Selanjutnya, Boullata langsung melompat pada awal abad 20 yang diawali
oleh Muhammad Abduh (w. 1905 M). Menurutnya, Abduh mengembalikan kajian
i’jaz kepada kesederhanaan. Ia menjauhi analisis yang bertele-tele. Setelah Abduh
muncul Shadiq al-Rafi’i, Abdul Muta’al ash-Shai’di, dan Sayyid Quthub. Sayyid
Quthub memberikan perbedaan pada era ini. Dia lebih tertarik pada segi estetika dan
retorika uslub al-Qur’an. unsur itu yang membuat orang Arab awal terpesona ketika
mendengar sedikit surah yang turun awal. Sejak mula, al-Qur’an memiliki pengaruh
kuat terhadap jiwa karena cara pelukisannya yang estetik.
Tokoh penting lain era ini adalah Aisyah Abdurrahman. Ia tidak sepakat jika
i’jaz hanya disandarkan pada selain gaya bahasa yang unik dan tidak tertandingi. Ia
berpendapat bahwa setiap huruf dan kata dalam al-Qur’an memiliki tugas tersendiri
dalam mengungkap makna dan menciptakan keanggunan. Kata tersebut tidak dapat
digantikan kata lain yang sinonim karena akan merusak maksud yang diinginkan. Ia
menganalisis struktur al-Qur’an yang terdiri dari huruf, kata, dan kalimat. Itulah
tokoh-tokoh yang berperan dalam konsep i’jaz al-Qur’an yang dikemukakan oleh
Boullata.4
4
ADDIM, Lukman Fajariyah. I’jaz Al-Qur’an Menurut Pandangan Orientalis J. Boullata.
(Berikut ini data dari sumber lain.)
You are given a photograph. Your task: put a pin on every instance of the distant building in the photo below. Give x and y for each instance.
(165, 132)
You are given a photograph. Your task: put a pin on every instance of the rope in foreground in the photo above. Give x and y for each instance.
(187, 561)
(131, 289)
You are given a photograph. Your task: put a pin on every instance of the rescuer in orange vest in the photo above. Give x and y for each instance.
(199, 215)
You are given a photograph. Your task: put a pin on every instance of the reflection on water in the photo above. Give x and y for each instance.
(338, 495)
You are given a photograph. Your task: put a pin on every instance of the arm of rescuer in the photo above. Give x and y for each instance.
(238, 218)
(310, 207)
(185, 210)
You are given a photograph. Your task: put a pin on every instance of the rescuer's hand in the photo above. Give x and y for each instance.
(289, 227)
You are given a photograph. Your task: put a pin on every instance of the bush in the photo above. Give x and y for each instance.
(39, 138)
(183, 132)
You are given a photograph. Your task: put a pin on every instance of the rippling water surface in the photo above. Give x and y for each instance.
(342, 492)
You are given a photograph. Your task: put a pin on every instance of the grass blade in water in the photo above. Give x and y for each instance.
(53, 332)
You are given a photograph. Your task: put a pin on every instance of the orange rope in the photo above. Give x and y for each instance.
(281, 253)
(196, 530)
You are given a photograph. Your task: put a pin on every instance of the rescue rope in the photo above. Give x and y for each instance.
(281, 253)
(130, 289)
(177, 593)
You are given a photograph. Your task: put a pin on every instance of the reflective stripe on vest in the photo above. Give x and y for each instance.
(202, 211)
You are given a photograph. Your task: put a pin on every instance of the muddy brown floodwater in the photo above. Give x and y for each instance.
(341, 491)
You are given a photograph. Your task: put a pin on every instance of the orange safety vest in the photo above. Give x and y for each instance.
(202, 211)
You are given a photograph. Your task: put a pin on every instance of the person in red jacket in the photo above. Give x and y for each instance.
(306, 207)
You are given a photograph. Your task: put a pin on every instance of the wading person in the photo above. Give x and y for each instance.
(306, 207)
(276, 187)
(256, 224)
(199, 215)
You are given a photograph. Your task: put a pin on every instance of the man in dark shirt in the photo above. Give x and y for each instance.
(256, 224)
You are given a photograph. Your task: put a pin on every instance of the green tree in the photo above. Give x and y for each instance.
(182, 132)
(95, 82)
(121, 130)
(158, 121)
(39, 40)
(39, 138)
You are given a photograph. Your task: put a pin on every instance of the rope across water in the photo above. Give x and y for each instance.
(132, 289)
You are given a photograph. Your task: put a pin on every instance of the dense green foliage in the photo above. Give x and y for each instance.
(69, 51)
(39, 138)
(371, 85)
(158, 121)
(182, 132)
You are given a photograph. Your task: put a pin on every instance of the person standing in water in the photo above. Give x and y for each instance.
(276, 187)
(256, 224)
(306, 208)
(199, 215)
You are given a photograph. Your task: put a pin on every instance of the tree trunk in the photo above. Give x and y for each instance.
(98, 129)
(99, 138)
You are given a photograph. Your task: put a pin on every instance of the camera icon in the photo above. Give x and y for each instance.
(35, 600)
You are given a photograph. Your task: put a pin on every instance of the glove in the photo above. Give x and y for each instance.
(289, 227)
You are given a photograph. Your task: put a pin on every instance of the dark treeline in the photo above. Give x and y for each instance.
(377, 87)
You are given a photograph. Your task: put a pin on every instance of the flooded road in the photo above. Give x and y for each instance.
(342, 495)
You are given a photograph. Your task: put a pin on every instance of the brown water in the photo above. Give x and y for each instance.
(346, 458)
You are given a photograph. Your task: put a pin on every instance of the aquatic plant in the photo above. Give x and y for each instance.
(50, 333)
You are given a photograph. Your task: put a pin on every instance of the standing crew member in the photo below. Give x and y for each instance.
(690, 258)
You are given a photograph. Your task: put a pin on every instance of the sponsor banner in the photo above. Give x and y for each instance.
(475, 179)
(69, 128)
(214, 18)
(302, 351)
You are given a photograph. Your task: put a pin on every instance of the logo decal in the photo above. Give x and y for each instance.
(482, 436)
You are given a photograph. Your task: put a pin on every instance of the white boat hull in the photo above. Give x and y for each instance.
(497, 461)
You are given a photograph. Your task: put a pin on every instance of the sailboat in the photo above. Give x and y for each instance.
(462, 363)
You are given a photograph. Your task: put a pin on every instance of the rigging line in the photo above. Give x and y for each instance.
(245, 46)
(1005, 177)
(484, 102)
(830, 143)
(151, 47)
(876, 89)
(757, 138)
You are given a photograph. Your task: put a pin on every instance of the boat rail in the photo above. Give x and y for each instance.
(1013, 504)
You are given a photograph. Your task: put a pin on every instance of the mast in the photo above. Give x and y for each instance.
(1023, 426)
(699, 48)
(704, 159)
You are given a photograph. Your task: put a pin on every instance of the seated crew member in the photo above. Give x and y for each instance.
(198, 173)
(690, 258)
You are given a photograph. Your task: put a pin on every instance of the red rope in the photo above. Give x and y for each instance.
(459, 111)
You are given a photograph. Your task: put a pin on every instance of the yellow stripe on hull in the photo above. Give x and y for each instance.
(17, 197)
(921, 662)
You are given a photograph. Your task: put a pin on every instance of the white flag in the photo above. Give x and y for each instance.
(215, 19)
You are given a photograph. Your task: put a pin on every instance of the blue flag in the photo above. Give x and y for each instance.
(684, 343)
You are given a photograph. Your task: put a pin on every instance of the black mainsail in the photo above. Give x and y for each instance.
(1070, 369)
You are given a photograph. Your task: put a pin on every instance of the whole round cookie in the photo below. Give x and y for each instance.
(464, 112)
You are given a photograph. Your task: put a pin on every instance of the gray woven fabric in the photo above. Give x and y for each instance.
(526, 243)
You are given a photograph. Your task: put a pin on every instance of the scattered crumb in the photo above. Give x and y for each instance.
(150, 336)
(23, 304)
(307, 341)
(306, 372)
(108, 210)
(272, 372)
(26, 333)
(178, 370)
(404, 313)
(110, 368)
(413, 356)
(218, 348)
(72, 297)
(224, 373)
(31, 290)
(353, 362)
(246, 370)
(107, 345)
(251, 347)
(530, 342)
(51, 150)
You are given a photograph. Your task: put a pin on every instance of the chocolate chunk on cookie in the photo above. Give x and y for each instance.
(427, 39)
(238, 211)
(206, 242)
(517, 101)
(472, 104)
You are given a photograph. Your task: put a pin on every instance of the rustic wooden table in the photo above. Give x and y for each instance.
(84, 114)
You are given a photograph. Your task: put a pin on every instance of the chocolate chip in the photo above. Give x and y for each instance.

Ishlah: Jurnal
Ilmu Ushuluddin, Adab dan Dakwah, 2021, 3.1: 17-33.
BAB III
PENUTUP
A. Kesimpulan
Istilah al-l'jaz al-Tmi (kemukjizatan ilmiah) Al-Qur’an atau al-Hadis misalnya
mengandung makna bahwa kedua sumber ajaran agama itu telah mengabarkan kepada
kita tentang fakta-fakta ilmiah yang kelak diternukan dan dibuktikan oleh eksperiment
sains umat manusia, dan terbukti tidak dapat dicapai atau diketahui dengan sarana
kehidupan yang ada pada zaman Rasulallah saw.
Konsep mengenai I’jaz Al-Qur’an sebenarnya sudah dikenal sejak zaman Nabi
dan para sahabat, walaupun tidak spesifik menggunakan istilah “I’jaz”. Istilah I’’jaz
baru dicetuskan pertama kali oleh Abul Hasan ar-Rummani pada tahun 996 M. dalam
karyanya al-Nukat fi I’jaz al-Qur’an. Sejarah I’jaz timbul tidak terlepas dari kedua kubu
besar yang berseteru mengenai hakikat Al-Qur’an. Muktazilah dan Sunni.
Boullata berpendapat bahwa istilah i’jaz muncul dalam literatur Islam sejak awal
abad III H/IX M dengan tokohnya yang bernama al-Jahizh (w. 255 H). Pada abad
tersebut, i’jaz mempunyai arti mukjizat dari Allah sebagai bukti kenabian Muhammad.
Kemudian, pengertiannya mengerucut kepada susunan balaghi (retorik) al-Qur’an yang
tak tertandingi. Namun, ada juga sebagian tokoh yang memahami i’jaz tidak sesempit
itu. Tokohnya adalah al-Nazham (w.232 H) yang diikuti oleh Hisyam al-Fuwathi,
Abbad bin Sulaiman, dan al-Rummani. Mereka memahami i’jaz al-Qur’an dibangun
atas dasar sharfah yakni Allah memalingkan bangsa Arab dari tindakan menandingi
alQur’an dengan cara merenggut ilmu pengetahuan mereka tentang hal itu.